Perdre les deux tiers de sa capacité de travail suite à une maladie ou un accident non professionnel : c’est précisément le seuil qui définit l’invalidité de catégorie 2. Concrètement, la personne concernée se retrouve dans l’impossibilité totale d’exercer une quelconque activité professionnelle. Une situation lourde, qui ouvre pourtant des droits précis qu’il faut connaître.
Pour prétendre à cette reconnaissance, il faut d’abord être affilié à la Sécurité sociale depuis au moins 12 mois au premier jour du mois où survient l’arrêt de travail. Il faut ensuite satisfaire au moins l’une de ces deux conditions :
- Avoir cotisé sur une rémunération équivalente à 2 030 fois le Smic horaire sur les 12 mois civils précédant l’interruption ;
- Avoir travaillé au moins 600 heures sur cette même période.
C’est le médecin-conseil de la CPAM (ou de la Mutuelle sociale agricole pour les agriculteurs) qui évalue l’état de santé du demandeur. Il s’appuie sur le barème indicatif du Concours Médical, une grille portant sur 10 actes de la vie quotidienne, et analyse spécialement les limitations fonctionnelles et l’impact professionnel. L’état de santé doit être stabilisé avant toute évaluation.

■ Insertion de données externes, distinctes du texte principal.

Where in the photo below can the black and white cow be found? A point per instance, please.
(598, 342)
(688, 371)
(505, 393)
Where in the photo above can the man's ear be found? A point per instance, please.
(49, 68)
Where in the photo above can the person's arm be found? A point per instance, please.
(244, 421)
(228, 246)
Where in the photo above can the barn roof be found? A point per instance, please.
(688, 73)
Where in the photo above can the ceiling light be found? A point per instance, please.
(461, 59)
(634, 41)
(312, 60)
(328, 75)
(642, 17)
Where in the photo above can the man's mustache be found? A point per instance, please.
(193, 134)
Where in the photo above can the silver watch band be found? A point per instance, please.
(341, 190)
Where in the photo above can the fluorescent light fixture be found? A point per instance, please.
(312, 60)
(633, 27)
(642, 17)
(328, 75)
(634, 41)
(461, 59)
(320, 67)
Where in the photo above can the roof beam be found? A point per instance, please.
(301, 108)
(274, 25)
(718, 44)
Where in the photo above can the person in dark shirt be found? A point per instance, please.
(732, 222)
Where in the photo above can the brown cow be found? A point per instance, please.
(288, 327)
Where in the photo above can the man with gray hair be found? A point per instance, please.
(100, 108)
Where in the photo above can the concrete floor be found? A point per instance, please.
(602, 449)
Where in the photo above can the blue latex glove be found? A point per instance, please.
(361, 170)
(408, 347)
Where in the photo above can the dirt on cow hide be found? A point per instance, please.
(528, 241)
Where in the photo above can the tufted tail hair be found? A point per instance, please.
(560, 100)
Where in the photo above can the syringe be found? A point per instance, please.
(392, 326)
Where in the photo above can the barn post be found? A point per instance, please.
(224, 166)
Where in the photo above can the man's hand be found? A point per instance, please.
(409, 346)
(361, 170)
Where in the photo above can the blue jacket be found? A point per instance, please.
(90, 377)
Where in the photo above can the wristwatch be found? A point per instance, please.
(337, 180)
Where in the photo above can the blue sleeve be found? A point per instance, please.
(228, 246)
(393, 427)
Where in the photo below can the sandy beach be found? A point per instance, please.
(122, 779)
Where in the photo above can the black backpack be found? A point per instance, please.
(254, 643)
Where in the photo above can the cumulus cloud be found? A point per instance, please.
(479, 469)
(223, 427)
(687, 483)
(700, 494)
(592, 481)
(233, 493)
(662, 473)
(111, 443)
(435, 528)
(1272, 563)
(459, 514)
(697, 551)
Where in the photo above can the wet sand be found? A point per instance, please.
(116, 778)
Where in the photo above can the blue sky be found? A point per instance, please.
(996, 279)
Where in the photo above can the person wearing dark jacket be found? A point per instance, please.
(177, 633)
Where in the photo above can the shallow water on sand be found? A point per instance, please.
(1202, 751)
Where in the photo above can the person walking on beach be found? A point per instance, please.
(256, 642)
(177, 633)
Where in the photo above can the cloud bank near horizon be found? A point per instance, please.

Montant de la pension d’invalidité catégorie 2 : ce que vous touchez vraiment
La pension correspond à 50 % du salaire annuel moyen, calculé sur les 10 meilleures années de carrière, dans la limite du plafond annuel de la Sécurité sociale (48 060 € en 2025, soit 4 005 € par mois). Voici les montants applicables :
| Date | Montant minimum | Montant maximum |
|---|---|---|
| Au 1er avril 2025 | 335,29 €/mois | 1 962,50 €/mois |
| Au 1er janvier 2026 | 335,29 €/mois | 2 002,50 €/mois |
Cette pension est soumise à l’impôt sur le revenu, à la CSG, à la CRDS et à la contribution de solidarité pour l’autonomie (Casa). Franchement, ces montants restent modestes face aux charges réelles d’une famille. Souscrire une prévoyance invalidité professionnelle avant tout accident reste le conseil le plus concret que je puisse donner.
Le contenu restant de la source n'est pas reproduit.